Not surprisingly, research shows that a good bedside manner can actually lead to better outcomes for patients. It turns out that the rudeness of doctors and the medical staff can result in patient’s health getting worse or even, in them having a higher likelihood of dying while at the hospital. The relationship is probably not direct, nobody ever died from rudeness. However, experiencing that sort of behavior means that people are less likely to report relevant issues, take doctor’s advice or even trust them enough for the treatment to have the full effect. That still rings through for healthcare practitioners that aren’t directly dealing with covid19 cases.
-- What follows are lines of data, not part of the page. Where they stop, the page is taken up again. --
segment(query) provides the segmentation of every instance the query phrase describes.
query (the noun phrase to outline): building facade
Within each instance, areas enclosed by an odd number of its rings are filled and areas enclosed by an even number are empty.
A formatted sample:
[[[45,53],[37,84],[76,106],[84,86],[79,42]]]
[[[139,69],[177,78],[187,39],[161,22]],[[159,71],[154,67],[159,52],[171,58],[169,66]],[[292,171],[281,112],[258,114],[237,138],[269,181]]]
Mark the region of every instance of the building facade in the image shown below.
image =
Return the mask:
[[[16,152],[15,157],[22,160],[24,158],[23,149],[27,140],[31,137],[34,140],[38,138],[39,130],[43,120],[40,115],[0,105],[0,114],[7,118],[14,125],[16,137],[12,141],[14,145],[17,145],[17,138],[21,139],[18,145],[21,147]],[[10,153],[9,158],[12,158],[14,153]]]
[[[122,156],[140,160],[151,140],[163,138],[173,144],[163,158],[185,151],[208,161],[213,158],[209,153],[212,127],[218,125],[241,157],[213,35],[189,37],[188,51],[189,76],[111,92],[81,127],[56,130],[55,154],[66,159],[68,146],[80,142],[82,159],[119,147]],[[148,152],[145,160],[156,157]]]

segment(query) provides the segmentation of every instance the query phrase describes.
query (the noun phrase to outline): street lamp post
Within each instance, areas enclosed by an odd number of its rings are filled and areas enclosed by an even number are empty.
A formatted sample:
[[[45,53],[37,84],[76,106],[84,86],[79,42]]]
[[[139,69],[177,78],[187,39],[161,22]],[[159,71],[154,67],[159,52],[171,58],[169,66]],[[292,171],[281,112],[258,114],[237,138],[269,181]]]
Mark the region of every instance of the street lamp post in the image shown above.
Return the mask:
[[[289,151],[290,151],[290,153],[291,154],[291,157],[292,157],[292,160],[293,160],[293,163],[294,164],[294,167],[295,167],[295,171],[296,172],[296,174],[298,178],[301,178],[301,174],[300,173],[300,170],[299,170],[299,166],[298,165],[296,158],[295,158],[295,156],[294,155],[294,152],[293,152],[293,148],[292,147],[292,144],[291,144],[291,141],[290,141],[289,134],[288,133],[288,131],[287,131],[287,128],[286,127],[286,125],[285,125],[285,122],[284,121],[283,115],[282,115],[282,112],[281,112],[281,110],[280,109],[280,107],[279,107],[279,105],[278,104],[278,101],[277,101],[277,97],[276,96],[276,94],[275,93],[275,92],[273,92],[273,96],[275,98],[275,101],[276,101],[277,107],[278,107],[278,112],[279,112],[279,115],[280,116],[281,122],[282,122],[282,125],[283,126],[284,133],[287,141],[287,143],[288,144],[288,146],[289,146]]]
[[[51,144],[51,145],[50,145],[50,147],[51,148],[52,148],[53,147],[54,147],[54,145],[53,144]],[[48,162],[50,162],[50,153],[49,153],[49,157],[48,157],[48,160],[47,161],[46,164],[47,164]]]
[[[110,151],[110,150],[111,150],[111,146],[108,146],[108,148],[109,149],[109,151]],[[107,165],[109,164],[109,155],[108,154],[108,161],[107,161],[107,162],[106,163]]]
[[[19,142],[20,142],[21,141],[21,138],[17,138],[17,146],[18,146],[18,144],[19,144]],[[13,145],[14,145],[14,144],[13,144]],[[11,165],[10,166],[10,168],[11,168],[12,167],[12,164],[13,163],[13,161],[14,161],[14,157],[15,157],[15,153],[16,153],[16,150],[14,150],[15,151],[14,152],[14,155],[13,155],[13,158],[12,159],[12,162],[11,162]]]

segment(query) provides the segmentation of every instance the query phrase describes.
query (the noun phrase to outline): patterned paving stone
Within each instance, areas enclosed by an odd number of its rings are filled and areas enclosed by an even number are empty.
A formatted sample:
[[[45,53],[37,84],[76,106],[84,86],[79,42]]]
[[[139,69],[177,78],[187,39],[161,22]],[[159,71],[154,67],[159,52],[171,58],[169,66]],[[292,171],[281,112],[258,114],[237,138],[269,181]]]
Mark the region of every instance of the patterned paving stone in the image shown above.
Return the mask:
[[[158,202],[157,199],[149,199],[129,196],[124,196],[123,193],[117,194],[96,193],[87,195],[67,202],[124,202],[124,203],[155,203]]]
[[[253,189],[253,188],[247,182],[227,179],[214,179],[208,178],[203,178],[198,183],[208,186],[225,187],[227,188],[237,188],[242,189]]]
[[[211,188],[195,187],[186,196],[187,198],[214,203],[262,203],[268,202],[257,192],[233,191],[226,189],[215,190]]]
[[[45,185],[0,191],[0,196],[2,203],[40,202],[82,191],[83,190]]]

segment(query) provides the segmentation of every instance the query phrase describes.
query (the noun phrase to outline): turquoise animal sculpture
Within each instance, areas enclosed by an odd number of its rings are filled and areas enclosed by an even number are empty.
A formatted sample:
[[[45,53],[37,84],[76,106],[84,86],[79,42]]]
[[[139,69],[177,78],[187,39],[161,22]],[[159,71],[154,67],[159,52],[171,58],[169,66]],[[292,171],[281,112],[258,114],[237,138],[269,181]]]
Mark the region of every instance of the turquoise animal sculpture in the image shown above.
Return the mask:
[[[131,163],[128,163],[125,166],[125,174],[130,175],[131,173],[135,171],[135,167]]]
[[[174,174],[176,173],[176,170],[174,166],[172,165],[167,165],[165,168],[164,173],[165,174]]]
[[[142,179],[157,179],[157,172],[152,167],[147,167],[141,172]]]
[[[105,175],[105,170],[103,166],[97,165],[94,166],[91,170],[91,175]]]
They still have patients. Many of them that come to the doctor’s office during these times are scared that they have it. Maybe they have someone older at home that they are afraid will catch it and die. Maybe they are concerned for their children if anything happens to them. Or maybe, they’re simply scared for themselves during a potential battle with a virus that no one else can really fight for them. If they do have it, medical health professionals can only treat their symptoms. The outcome will depend on their immune systems. In those cases, a bit of compassion can go a long way.

 

Bedside manner and professional reputation

 

 

a doctor holding a stetoscope

Photo by Online Marketing on Unsplash

 

 

As the pandemic rages on, the true value of professionals in the medical field gets more and more apparent. And among them, the value is even greater for those who are known for their bedside manner. That’s why many websites like Vitals put great stress on patient’s hospital experience when in their ratings of medical health professionals. At the time of writing this post, there are following elements  that make up their total rating:

  • Wait Time
  • Easy Appointments
  • Promptness
  • Friendly Staff
  • Accurate Diagnosis
  • Bedside Manner
  • Spends Time With Patients
  • Appropriate Followup

Bedside manner is one but almost all of them are in some way related to doctor’s compassion. People want caring hospital staff. They want to feel important and that their health is valued. Even though it’s often overlooked, compassion is one of the key elements that make a good healthcare professional.  When we included Vitals as a new platform, we at justLikeAPI didn’t realize just how important those ratings can be. But over time, it got more and more obvious. Medical professionals that truly care about their patient’s health are more valued than those that don’t. Or at the very least, appear like they don’t.  As the research above suggests, it’s more than a patient’s comfort, it is sometimes a tiny difference that can have serious implications on their health and lives.

Again, this post isn’t meant to suggest that medical professionals aren’t doing enough already. It’s meant to remind us all of the importance of compassion. We are all dealing with this the best that we can and it’s good to be as kind as possible to each other. Not only does it have a big impact on our reputation but it’s crucial for our mental and physical health.